As with all revolutions, events have a habit of snowballing way beyond the intentions of those who initiate them, and, in the event, what had been a clamour for reform was swiftly overtaken by events as politicians (notably then West German Chancellor, Helmut Kohl) vied to cement their place in history. In less than a year, East Germany had become known in references to that part of the world as either die ehemalige DDR (the former GDR) or die neuen Bundesländer (the new federal states).
I struck up some good friendships whilst in Potsdam and it left a lasting impression on me, forging changes in my political outlook and re-evaluation of many pre-conceptions I had of what had been the Eastern Bloc.

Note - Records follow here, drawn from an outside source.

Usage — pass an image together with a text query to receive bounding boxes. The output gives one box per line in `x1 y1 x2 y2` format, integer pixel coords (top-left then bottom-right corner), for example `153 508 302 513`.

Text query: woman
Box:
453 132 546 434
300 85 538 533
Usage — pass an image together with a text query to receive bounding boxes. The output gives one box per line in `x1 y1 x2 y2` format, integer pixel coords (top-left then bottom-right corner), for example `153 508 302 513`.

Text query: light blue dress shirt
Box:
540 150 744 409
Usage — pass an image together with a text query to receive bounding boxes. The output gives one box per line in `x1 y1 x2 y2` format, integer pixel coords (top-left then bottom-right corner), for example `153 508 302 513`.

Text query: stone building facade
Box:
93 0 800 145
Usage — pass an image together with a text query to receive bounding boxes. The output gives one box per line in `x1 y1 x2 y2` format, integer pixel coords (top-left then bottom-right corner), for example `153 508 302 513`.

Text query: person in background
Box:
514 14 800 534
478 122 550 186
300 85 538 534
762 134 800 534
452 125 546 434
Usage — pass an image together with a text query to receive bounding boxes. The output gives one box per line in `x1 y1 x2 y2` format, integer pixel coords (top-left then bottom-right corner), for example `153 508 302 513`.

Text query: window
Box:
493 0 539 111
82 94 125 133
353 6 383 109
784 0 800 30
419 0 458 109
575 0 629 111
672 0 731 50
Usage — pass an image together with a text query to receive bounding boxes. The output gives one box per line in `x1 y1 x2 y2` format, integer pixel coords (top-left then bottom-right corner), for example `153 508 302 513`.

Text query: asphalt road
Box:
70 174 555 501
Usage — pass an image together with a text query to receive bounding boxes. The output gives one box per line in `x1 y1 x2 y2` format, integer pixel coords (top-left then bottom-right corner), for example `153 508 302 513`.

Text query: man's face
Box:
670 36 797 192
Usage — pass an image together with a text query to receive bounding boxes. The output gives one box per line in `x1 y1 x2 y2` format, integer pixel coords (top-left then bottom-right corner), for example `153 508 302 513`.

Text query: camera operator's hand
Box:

The events of 25 years ago shaped not only the lives of people directly affected, but rippled out across the world, effecting the end of the Cold War and affecting some of us more personally in the experiences of its aftermath. Had they not happened, the modern world and my life would certainly have turned out very differently.
These events were to have even greater personal significance to my younger brother, who, following my (probably tedious) ‘selling’ of Potsdam, decided to venture there himself a couple of years after my time there. He would subsequently fall in love, make his home, and raise his family there… all of which has allowed me to make occasional returns to the place and see its wholesale transformation over the last couple of decades… Not all of which has been positive. Yes, the buildings have been renovated and modernised, the palaces have been restored and become big tourist attractions, but Potsdam is a beautiful place and has become a desirable place to live for Berlin “overspillers”, with all the inevitable consequences for locals in property and rent prices. And, whilst there is an effort on the part of politicians to continue to push Potsdam’s position as a world heritage site, and notably reconstruct the former Garnisonkirche, there is little public interest in this when there are rather more practical and pressing immediate concerns.
Still, for anyone under the age of 25, all this cultural baggage will be insignificant. Regarding Berlin – that city is now not only the capital of a unified Germany, transformed in the last couple of decades, but a desirable place to visit for “stag dos” and a must for hipsters. For locals, the Wall will have no significance to a sizeable proportion of the population, but I still recall quite vividly the events of 25 years ago tonight and the sheer incredulity at what was unfolding before my eyes at the time.